Une attention particulière sera également portée aux jeunes, qui ne seront plus seulement de simples spectateurs : la parole leur sera donnée lors de l’atelier «  Génération abolition : les jeunes rejoignent le mouvement ! » (28 février, Palais d’Egmont), dans lequel ils seront encouragés à prendre position contre la peine de mort et à définir leurs propres modes d’action pour s’intégrer dans le mouvement abolitionniste.

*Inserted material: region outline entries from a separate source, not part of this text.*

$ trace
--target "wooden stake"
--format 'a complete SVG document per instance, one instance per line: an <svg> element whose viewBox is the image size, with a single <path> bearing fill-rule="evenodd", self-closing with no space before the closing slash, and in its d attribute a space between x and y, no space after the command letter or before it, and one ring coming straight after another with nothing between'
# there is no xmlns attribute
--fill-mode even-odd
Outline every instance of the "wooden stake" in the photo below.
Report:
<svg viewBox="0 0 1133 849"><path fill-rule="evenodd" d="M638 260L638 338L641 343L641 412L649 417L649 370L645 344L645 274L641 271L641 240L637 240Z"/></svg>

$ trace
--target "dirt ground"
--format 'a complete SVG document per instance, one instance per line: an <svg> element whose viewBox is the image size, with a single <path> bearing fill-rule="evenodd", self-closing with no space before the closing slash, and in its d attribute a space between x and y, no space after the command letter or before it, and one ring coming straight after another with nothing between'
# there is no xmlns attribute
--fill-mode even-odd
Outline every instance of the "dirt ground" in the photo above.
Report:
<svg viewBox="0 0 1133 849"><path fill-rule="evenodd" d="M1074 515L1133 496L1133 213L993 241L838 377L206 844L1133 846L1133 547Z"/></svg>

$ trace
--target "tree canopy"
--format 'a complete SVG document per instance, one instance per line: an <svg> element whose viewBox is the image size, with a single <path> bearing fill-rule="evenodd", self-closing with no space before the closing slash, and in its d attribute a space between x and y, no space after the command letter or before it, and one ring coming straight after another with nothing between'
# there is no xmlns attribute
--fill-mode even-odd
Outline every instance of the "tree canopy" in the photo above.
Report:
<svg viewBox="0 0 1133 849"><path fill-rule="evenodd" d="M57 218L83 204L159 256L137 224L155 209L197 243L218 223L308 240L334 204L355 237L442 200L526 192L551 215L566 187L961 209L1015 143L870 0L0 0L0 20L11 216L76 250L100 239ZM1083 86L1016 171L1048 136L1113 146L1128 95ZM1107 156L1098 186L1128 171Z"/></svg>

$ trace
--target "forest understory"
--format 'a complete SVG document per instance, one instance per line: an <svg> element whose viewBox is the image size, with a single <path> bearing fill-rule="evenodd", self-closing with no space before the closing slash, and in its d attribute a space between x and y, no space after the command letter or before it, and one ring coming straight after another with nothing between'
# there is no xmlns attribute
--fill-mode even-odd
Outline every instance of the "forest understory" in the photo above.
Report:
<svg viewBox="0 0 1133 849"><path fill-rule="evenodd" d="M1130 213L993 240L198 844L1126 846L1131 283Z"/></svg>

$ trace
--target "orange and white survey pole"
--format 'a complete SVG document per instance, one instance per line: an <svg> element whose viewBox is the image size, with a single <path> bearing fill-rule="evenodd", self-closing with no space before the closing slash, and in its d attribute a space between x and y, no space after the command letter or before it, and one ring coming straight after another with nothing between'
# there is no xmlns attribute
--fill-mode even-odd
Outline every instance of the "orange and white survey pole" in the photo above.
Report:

Enfin, l’écoute des familles de condamnés à mort sera privilégiée dans un autre atelier, intitulé « Condamnés et leurs familles : accompagnement et soutien » (28 février, Palais d’Egmont). Plus encore, celles-ci seront parties-prenantes : qu’ils soient anciens condamnés, proches de condamnés ou de personnes exécutées, leurs besoins seront mis en avant et intégrés aux actions du mouvement abolitionniste.

 

Des formations pour optimiser l’action des abolitionnistes

Si le Congrès aborde cette année des thèmes spécifiques, il va aussi plus loin en proposant d’outiller les congressistes sur des points plus concrets : « les clés pour préparer une demande de financement » (28 février), l’utilisation des nouvelles technologies pour véhiculer un message ou appuyer le travail des organisations luttant contre la peine de mort (1er mars), mais aussi un module spécifiquement dédié aux journalistes souhaitant porter cette cause sur la scène publique (28 février)… Toutes ces formations sont pensées et dispensées pour correspondre aux besoins des congressistes et leur permettre de maximiser leurs actions.

 

Robert Badinter lors du 6e Congrès mondial contre la peine de mort © Christophe Meireis pour ECPM

Une représentation politique inégalée

200 représentants politiques du monde entier sont attendus : Parlementaires, rapporteurs spéciaux, avocats, représentants d’ONG. Parmi eux, le Président d’honneur d’ECPM, Robert Badinter, le Président du Parlement Européen, Antonio Tajani, la lauréate du prix Nobel de la Paix 2003, Shirin Ebadi, et de nombreuses autres personnalités. À nos côtés, ils porteront la voix de l’abolition universelle bien au-delà des frontières de la capitale européenne, Bruxelles.